Published on
March 2, 2010 in
Recipes.
Leek Quiche (adapted from Moosewood)
Make your favorite pie shell. Ours has 1 cup flour to 1/3 cup butter (or a mix of butter and olive oil) and a scant teaspoon of salt plus enough water to make the right texture.
Ingredients:
Cheese (Karen Biondo’s goat, or Gruyere, or Cheddar are all great)
Butter or Olive oil
Leeks (1 pound or more)
garlic (2-3 cloves)
Eggs (4-8)
3/4-1 cup milk (cow, goat, or coconut)
salt (to taste)
flour (3T, optional)
mustard (dry or prepared)
dried tomatoes (optional)
Make the pie crust and spread some cheese in the bottom of it. Saute Leeks in olive oil or butter (the more the better) with garlic, and put it on top of the cheese. You can do enough to fill the whole pie shell, or less.
Mix eggs with milk, salt, mustard and flour. We have also made this without any milk at all and loved it. Pour this mix over the leeks. Spread dried tomatoes on top of that if you’d like. Bake 40-45 minutes at 375 degrees
Published on
February 24, 2010 in
Recipes.
Ginger Kale
2 bags of our kale leaves (almost 1 #)
2-4 leeks
1 TBSP minced garlic
1 TBSP grated ginger
2 TBSP olive or sesame oil
hot pepper sesame oil (optional)
Ume plum vinegar (optional)
Slice leeks lengthwise and wash thoroughly. Then chop into 1/2 inch pieces. Rinse kale and remove any tough stems, and chop coarsely.
Saute leeks, garlic and ginger in the oil at high heat until leeks are soft, then add kale. Cover, and cook for a few minutes, stirring occasionally. Kale cooks down a lot so you need to fill the pan pretty full to get 2-4 servings. Cook kale to the just wilted state
Season with the hot pepper oil and Ume plum vinegar to taste.
Eat immediately with your favorite eggs!
Published on
January 6, 2010 in
Recipes.
I was experimenting with pumpkin soup last night and came up with a recipe that I think is one of the better pumpkin soups I’ve had.
Ingredients
- 3 cups Winter luxury pumpkin (other pumpkins and squash can certainly substitute)

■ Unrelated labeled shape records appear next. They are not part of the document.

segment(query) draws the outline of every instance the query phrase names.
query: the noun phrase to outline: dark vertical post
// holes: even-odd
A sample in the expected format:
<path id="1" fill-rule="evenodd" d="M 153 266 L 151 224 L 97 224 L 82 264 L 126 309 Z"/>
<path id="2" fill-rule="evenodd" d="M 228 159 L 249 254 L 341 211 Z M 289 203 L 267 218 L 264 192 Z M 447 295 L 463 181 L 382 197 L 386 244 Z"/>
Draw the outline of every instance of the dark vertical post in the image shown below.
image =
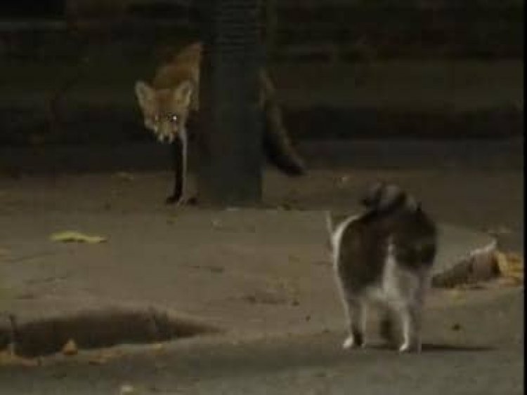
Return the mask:
<path id="1" fill-rule="evenodd" d="M 249 205 L 261 197 L 259 0 L 202 0 L 198 200 Z"/>

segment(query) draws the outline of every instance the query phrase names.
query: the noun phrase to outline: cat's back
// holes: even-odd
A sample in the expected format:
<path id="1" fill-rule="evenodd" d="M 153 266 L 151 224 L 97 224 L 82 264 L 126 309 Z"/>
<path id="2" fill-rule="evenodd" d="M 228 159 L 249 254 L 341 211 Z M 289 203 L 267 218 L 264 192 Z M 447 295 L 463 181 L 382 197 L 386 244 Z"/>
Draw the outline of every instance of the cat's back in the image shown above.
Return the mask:
<path id="1" fill-rule="evenodd" d="M 396 261 L 408 269 L 432 265 L 437 250 L 437 229 L 420 208 L 404 213 L 395 223 L 391 242 Z"/>
<path id="2" fill-rule="evenodd" d="M 365 213 L 341 224 L 335 269 L 347 286 L 356 291 L 381 281 L 389 232 L 374 213 Z"/>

- one medium onion (or substitute a leek)
- a sweet pepper
- a large clove of garlic
- Olive oil
- 3/4 of a can of coconut milk
- Salt
- pepper
- about 1T dried basil
- 1 large quince
- water
- Toasted pumpkin seeds to sprinkle on top (optional)

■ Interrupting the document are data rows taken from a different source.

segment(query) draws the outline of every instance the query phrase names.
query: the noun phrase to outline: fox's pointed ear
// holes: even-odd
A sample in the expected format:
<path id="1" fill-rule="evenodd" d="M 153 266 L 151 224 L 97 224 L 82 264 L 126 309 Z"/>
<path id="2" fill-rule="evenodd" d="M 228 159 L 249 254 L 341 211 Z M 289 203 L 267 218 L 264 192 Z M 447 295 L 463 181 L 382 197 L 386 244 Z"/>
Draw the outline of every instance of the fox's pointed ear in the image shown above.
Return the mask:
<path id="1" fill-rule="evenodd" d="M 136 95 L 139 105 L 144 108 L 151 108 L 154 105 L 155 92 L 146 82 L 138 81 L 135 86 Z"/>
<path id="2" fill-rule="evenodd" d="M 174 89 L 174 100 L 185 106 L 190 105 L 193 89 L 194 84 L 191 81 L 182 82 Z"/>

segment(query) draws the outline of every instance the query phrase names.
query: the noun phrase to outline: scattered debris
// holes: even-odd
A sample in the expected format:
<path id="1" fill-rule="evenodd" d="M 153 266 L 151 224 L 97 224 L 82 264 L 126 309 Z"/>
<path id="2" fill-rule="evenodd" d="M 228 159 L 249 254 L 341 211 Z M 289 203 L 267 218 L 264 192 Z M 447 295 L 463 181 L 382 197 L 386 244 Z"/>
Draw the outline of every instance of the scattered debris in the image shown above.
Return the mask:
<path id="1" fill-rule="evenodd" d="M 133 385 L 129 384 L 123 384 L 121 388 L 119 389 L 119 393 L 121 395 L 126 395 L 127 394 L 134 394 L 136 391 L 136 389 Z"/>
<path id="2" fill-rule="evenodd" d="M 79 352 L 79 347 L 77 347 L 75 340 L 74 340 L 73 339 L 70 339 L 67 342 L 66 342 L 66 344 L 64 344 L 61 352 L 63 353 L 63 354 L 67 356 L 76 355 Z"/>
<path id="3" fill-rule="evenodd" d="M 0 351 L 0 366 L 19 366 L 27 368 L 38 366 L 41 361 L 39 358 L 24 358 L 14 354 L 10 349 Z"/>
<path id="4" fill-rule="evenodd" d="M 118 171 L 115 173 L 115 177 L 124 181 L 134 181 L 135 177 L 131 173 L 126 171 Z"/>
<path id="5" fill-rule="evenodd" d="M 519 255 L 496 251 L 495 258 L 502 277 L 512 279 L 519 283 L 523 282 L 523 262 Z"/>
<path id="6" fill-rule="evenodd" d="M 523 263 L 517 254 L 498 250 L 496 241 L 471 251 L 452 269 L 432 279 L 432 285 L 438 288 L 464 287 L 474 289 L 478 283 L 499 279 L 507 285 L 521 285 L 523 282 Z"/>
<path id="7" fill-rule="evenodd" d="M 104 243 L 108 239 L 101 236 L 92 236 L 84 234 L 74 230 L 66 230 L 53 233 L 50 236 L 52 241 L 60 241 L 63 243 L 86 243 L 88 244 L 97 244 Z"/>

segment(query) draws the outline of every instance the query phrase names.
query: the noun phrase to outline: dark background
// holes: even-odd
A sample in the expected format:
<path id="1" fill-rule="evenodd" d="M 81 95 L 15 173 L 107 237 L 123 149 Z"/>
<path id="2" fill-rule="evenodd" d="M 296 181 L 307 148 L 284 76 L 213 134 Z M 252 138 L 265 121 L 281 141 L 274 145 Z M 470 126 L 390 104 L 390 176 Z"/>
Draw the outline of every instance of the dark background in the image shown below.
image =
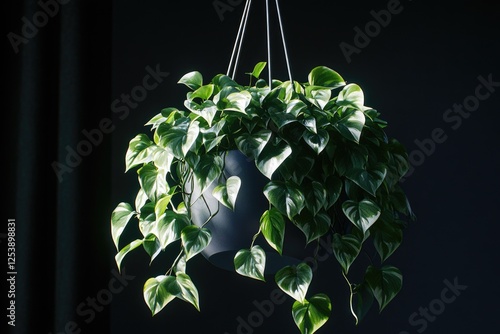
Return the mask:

I sauteed the onions, garlic, and pepper in olive oil, then blended it with the pumpkin puree, added the basil and coconut milk and a bit of water, salt and pepper. It needed something else…vinegar? tomato?…lemon? No, Quince! I quartered and cored a quince, sliced it thinly, and cooked it in a little water until it was tender, then blended it into something the texture of applesauce. I added it to the soup and it was just the thing, a little tart, a little sweet, a little quincy. If I were doing it again, I’d just cook the quince with the leeks and blend it all together. I might add ginger. We loved it as it was.
This is a new recipe; please experiment with quantities and ingredients and let us know what you think!